Yeah. Neutrinos are terribly difficult to detect. I rather doubt that
CF experiments would produce detectable levels of neutrinos.... but,
hey, you don't know till you have tried. Ever check out what it would
cost to get access to Super Kamiokande? Perhaps we could take up a
collection, hold a bake sale or something.
Funding more helium work would be more useful and a lot cheaper, I'm
sure, if what we want is confirmation of fusion.
Anyway there was never the slightest chance this particular
experiment would work.
I'm not sure which one Jed is referring to. I think more than one
looked for nuclear products.
As I said, it was amateur. There was a photo published in the mass
media of the researchers holding the Pd cathode up to the camera
with their bare fingers just before launching the test. That ensures
massive contamination from skin oil and the like.
You mean we shouldn't touch the cathode? OMG, I'm doomed!
Yeah, I know that. But ... as I've written, my lab technique, to use
the technical term, Sucks Big Time. To consider the hexagram from the
I Ching, I'm praying for Success at the Beginning.
The photo made it clear that the other hardware in the experiment
was filthy by the standards of electrochemistry.
The rumor is that they were asked, by an electrochemist, "And did you
also pee in the cell?"
We should try that some day, you never can tell.
In electrochemistry you have have to take pains to ensure
cleanliness. I mean 2 or 3 days of cleaning and preparation.
We should make sure that the pee is sterile, only clean pee allowed in our lab.
Also, I have it on pretty good authority that they confused the
anode (+) and the cathode (-).
Well, that story is about one researcher, I think. If true, it shows
an, uh, distinct lack of understanding of the process. I mean,
getting the convention backwards, sure, but not understanding which
electrode would evolve deuterium, not understading that the whole
idea was to load deuterium into the palladium, that's pretty hard to
understand, if this actually happened, he wasn't thinking, at all.
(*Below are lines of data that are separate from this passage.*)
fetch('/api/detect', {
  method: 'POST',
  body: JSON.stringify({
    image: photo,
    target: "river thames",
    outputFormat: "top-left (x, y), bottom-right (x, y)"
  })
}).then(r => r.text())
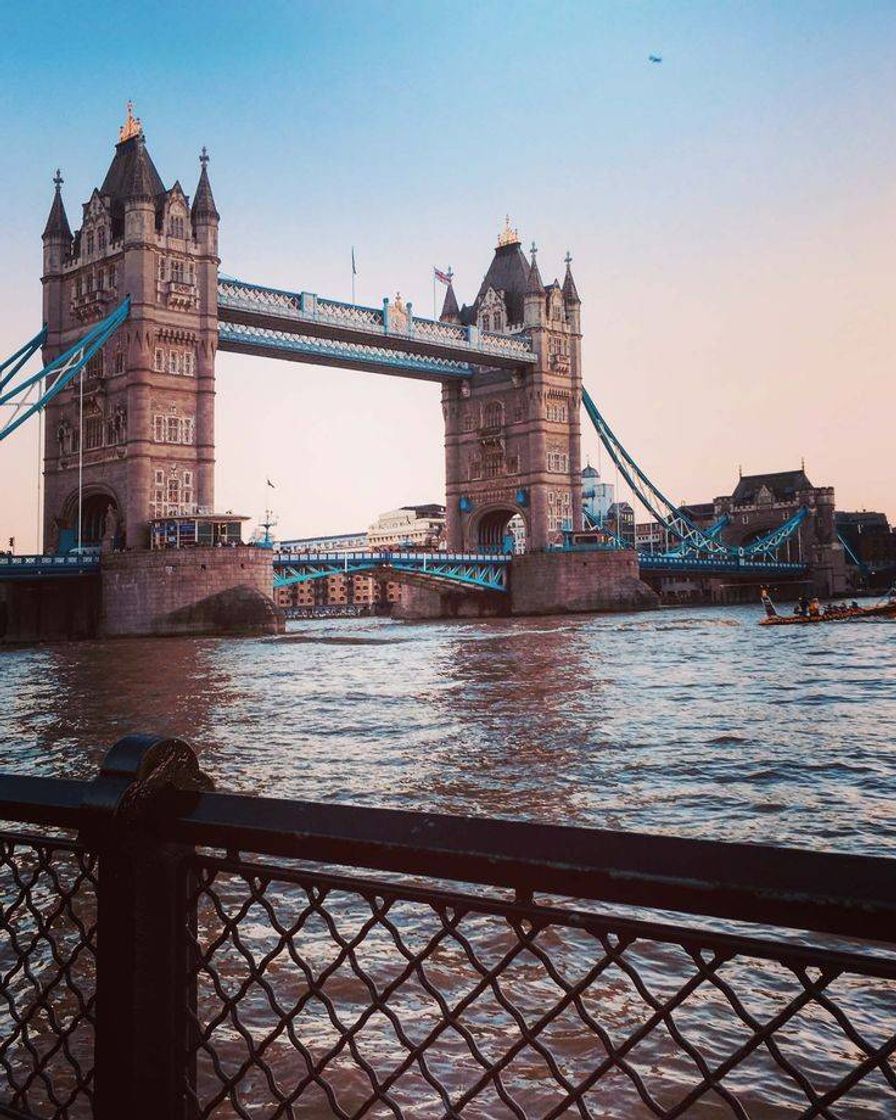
top-left (1, 604), bottom-right (895, 1117)
top-left (1, 604), bottom-right (894, 856)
Happens to the best of us. Some of us even think relative humidity
meters can be used to measure steam quality. I know, unbelievable,
but, hey, it happens.
The only experiment dirtier than this that I know of was done by the
late Tom Droege. He worked in his basement. He showed me a slide of
his cathode surface, and the conversation when like this:
ME: "What are those fibers? They seem to be galvanized on to the surface."
TOM: "Cat hairs. The cat you see in the other slide likes to sleep
on the calorimeter, because it's warm."
This sounds like my apartment. Now, the hope is that cat hair is the
magic Catalyst. The Big Question: she's a tortoise shell DSH. Is that
important for this reaction to work? What kind of cats do they have
at SPAWAR in San Diego? Anyone know?